Experts say that while the IOM’s return program helps to extract people from inhumane treatment, the promised follow-up support is often impossible to deliver as most migrants’ home countries have poorly functioning state services.
“The major missing piece is the support for the returnees to get reintegrated, have access to social protection and to labor markets,” said Camille Le Coz, director of the Brussels-based Migration Policy Institute.
Kabinet Kante, a 20-year-old from Guinea who dreamed of being a footballer in Germany, spent almost two years trying to reach Europe. He said he was intercepted at sea and dumped in the desert, and still wakes at night screaming.
He returned to Guinea in July with the IOM’s help. He said he wanted to learn how to drive a bulldozer but the IOM has ignored his calls, and when he went to their office, they told him to stop calling.
He set up the WhatsApp group for over 50 other returned and frustrated migrants. He also records TikTok videos warning against the treacherous route to Europe.
But he has no way to pay back his parents, who supported his journey by sending money to pay smugglers and bribe officials.
“Right now, I am doing nothing,” he said, head bowed with embarrassment.
‘Going on an adventure’
Like many sub-Saharan African countries, Guinea has rich natural resources, including the world’s largest iron ore deposits. But experts say bad governance and exploitation by foreign companies have left most of the population destitute.
Over half of Guinea’s population of 15 million is experiencing “unprecedented levels of poverty,” according to the World Food Program, and cannot read or write. The official monthly minimum wage is less than $65. Most people work in the informal economy and earn even less.
“Those with degrees work as taxi drivers here,” Diallo said. “If there were, like elsewhere, job opportunities in the country, everyone would stay here.”
Diallo and Kante said they are not planning on “going on an adventure” any time soon — a term used widely to describe the migration route to Europe.

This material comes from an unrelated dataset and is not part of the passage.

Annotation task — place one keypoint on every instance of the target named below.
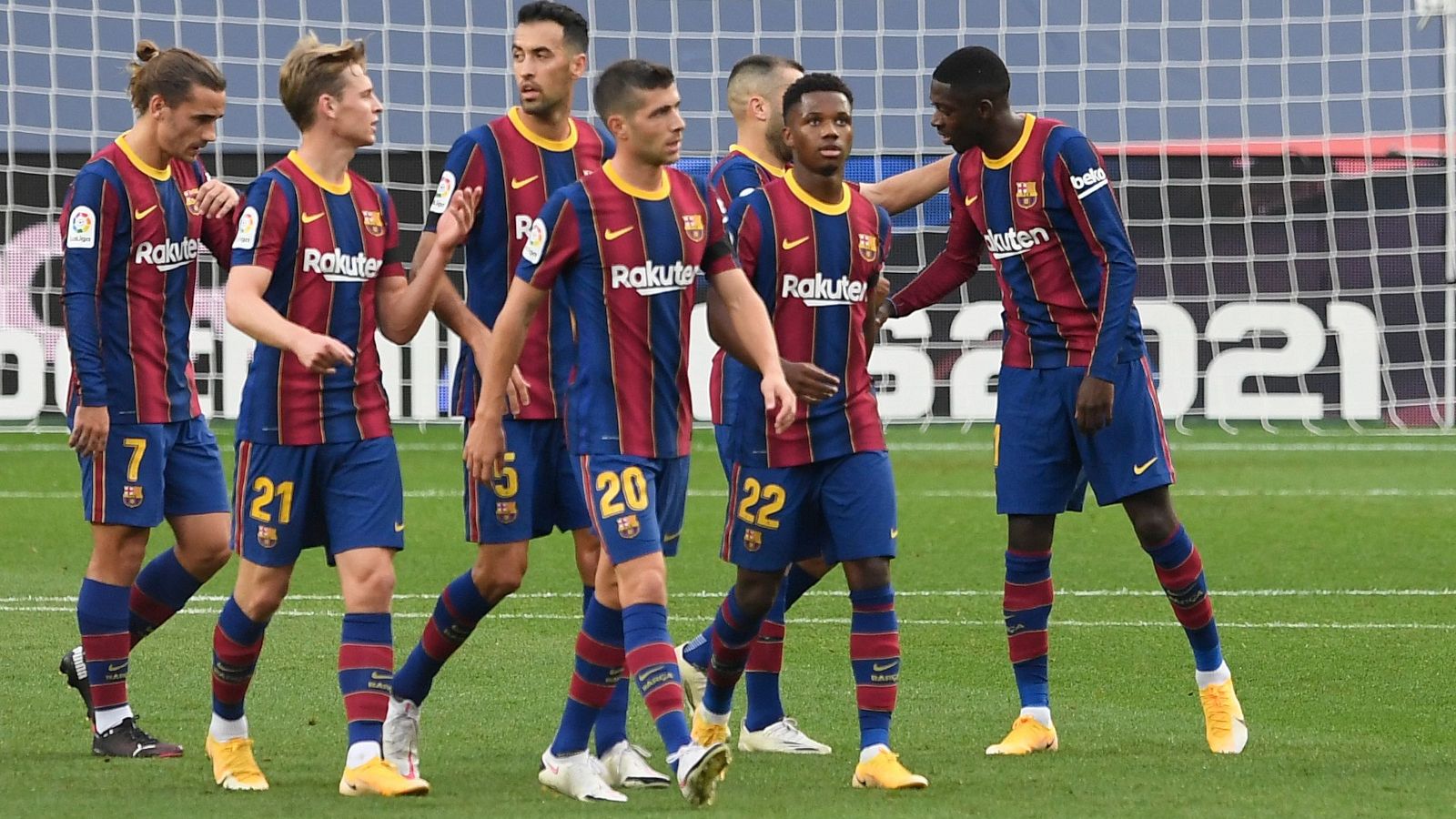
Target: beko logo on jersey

But that’s mostly because they don’t have money. They dream of working in Europe legally, but the visa process can cost hundreds of dollars, and applicants from sub-Saharan countries have a high rejection rate.
Elhadj Mohamed Diallo, director of the Guinean Organization for the Fight Against Irregular Migration, is a former migrant who reached Libya before turning back. He now works with the IOM on reintegration activities but indicated doubt about their ability to prevent returnees from migrating again.
He said he doesn’t blame them as life at home becomes more difficult.
“We aren’t helping them so that they can stay. We are helping them so they can take control of their lives again,” he said. “Migration is a natural thing. Blocking a person is like blocking the tide. When you block water, the water will find its way.”